Upward & Down

The tree in the yard grew vibrantly, upward toward the sky. Its limbs stretched and reached brilliantly, as if to ask:

“Sky, sun, rain, and earth—make me into something great!”

The flowers and the shrubs around the tree watched in awe, waiting, with fresh leaves and strong roots, for this tree to become something great, as they all knew that it would.

The young gardener boy who had planted the tree arrived early one morning, just as winter began to fade and spring began to arrive. He circled the yard, pruned some of the shrubs, picked some of the flowers, and came to a halt at the tree.

The tree had yet to sprout fruit from its branches. But the young boy was patient. He watered the tree, and decided to come back the next season when the tree had developed enough to bear fruit.

Over the summer and into the fall, the whole garden grew, and watched the tree grow, despite its barren branches. Through the scorching heat of midsummer evenings, and the shivering cold of the early year, the tree reached up to the sky, as if to plead:

“Sky, sun, rain, and earth—make me into something great!”

The next season, the young boy returned. He circled the yard, pruned the shrubs, picked the flowers, and came to a halt at the tree.

The branches had grown, and hung just over his head, but still, no fruit had emerged from the ends of the limbs. The boy shrugged, pulled out a bag of fertilizer, and spread the rich, heavy soil at the base of the tree. Once the roots were nearly suffocating in nutrients, he stood, brushed the dirt from his hands, and left.

The tree felt stilted as it grew, into the summer and over the fall.
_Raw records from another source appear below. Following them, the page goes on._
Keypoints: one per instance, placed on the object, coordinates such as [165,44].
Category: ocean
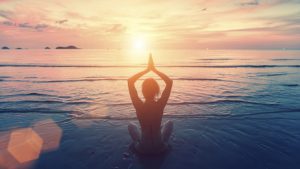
[240,108]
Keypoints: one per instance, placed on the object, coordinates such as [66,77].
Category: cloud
[5,14]
[61,21]
[116,28]
[250,3]
[8,23]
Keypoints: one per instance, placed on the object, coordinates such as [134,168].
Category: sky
[155,24]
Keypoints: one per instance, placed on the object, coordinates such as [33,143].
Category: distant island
[5,48]
[67,47]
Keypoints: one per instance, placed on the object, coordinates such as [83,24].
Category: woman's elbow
[170,82]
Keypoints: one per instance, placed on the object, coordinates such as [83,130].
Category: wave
[285,59]
[5,77]
[117,79]
[227,116]
[130,66]
[35,110]
[273,74]
[45,102]
[209,102]
[290,85]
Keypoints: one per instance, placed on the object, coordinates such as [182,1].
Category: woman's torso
[150,117]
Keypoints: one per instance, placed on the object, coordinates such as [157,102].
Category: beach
[230,108]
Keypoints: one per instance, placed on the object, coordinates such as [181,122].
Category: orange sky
[176,24]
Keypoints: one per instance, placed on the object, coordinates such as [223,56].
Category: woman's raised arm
[169,82]
[136,101]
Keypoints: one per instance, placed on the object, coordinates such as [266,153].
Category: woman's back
[149,113]
[150,120]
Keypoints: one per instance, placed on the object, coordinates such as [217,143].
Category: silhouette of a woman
[149,113]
It felt outpaced, and unprepared for growing. But the rest of the garden watched it attentively, waiting for fruit to emerge. And yet, it never did. January came quickly, and the tree’s naked branches reached for the white sky, yearning and pleading for something more than itself.
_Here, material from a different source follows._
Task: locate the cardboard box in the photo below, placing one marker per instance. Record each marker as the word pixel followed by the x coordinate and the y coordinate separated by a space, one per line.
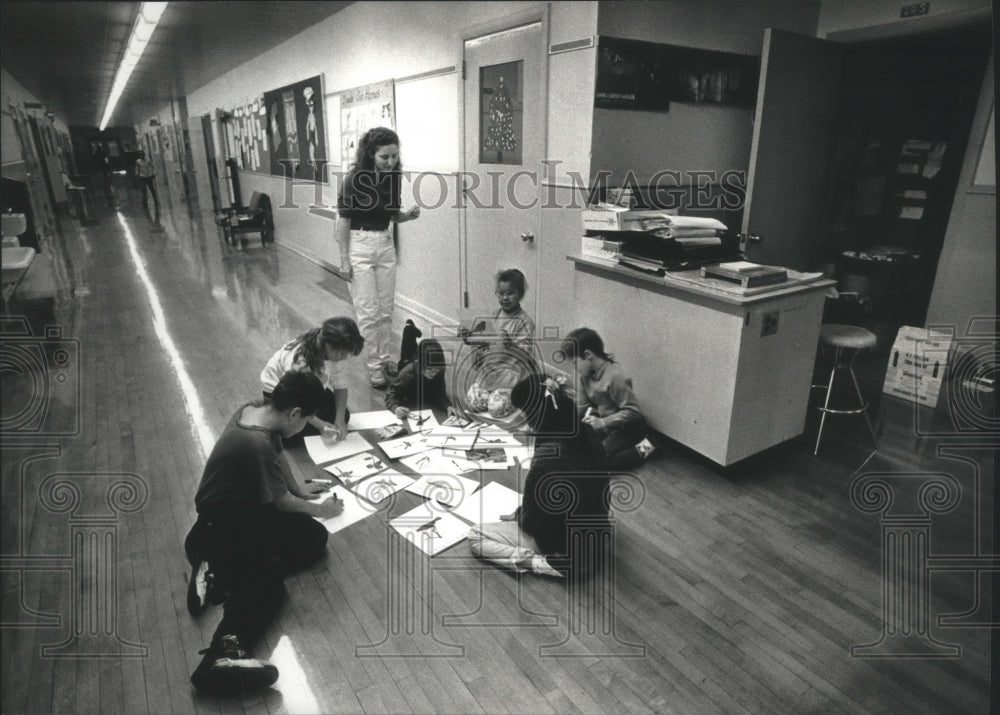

The young boy returned the next season, but instead of circling the garden, he went straight for the tree. He yelled and muttered in disappointment, and kicked the tree’s trunk in anger. The thin, fastgrowing bark split open, and the young boy paused, in an instant realization.
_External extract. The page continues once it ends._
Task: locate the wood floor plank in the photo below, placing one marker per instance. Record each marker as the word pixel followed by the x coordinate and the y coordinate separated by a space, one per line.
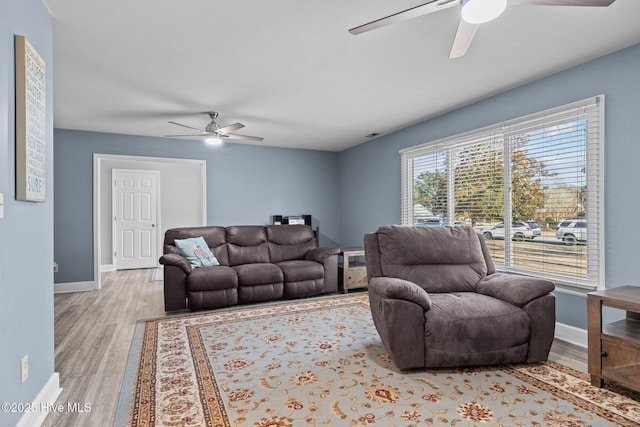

He left quickly and returned with shears and clippers. He set up a step stool, and climbed up to prune the branches.

“There,he said, when the tree had been pruned. “That will teach you to grow fruit. You’re meant to grow fruit. I know this, because I planted you, I did.”

The boy left, and the tree hung, sadly and silently, with sap dripping from its muted branches. But the garden grew forward, into the New Year. The tree slowly recovered, and by the next season, it had renewed itself.

The boy arrived once more, and cursed the tree as he saw the naked branches.

“I planted you, he said, with contempt in his voice. “Why won’t you grow fruit, like you should?”

But his anger was short lived. He disappeared and returned quickly, with tape and a knife and a handful of fresh, green branches. The tree watched as the boy sliced into the limbs and grafted on the twigs of another tree. He dumped loads of fertilizer at the base of the tree, stood, and left.

The garden seemed to stretch and warp in the tension of the season, but not compared to the tree itself. The fertilizer accelerated the tree beyond health and beyond movement, and its bark cracked with the explosion of growth. The tree stretched and screamed, but no fruit grew.

The young boy returned to the garden the next season, and his eyes fell in disappointment. The tree stood, torn and stilted, with barren limbs and awkward grafts.

The boy grabbed his axe and called for others to join him. He pointed to the tree, but the other men corrected him, and pointed to the ground around the tree.

He dropped the axe, and retrieved a shovel. He sunk the shovel deep into the earth, to loosen the tree from the ground.

His shovel hit something, hidden in the dirt. He knelt to examine it.

Juice from a bright red fruit spilled into the dirt, split open by the shovel blade. He cleared the dirt to see a vast network of berries, clinging to the roots: Bright, vibrant, and alive.

The freshly awakened smell of the subterranean fruit met his senses.

He stood and threw the shovel aside.

The tree in the yard had grown, vibrantly, upward and down, to become what it was meant to be.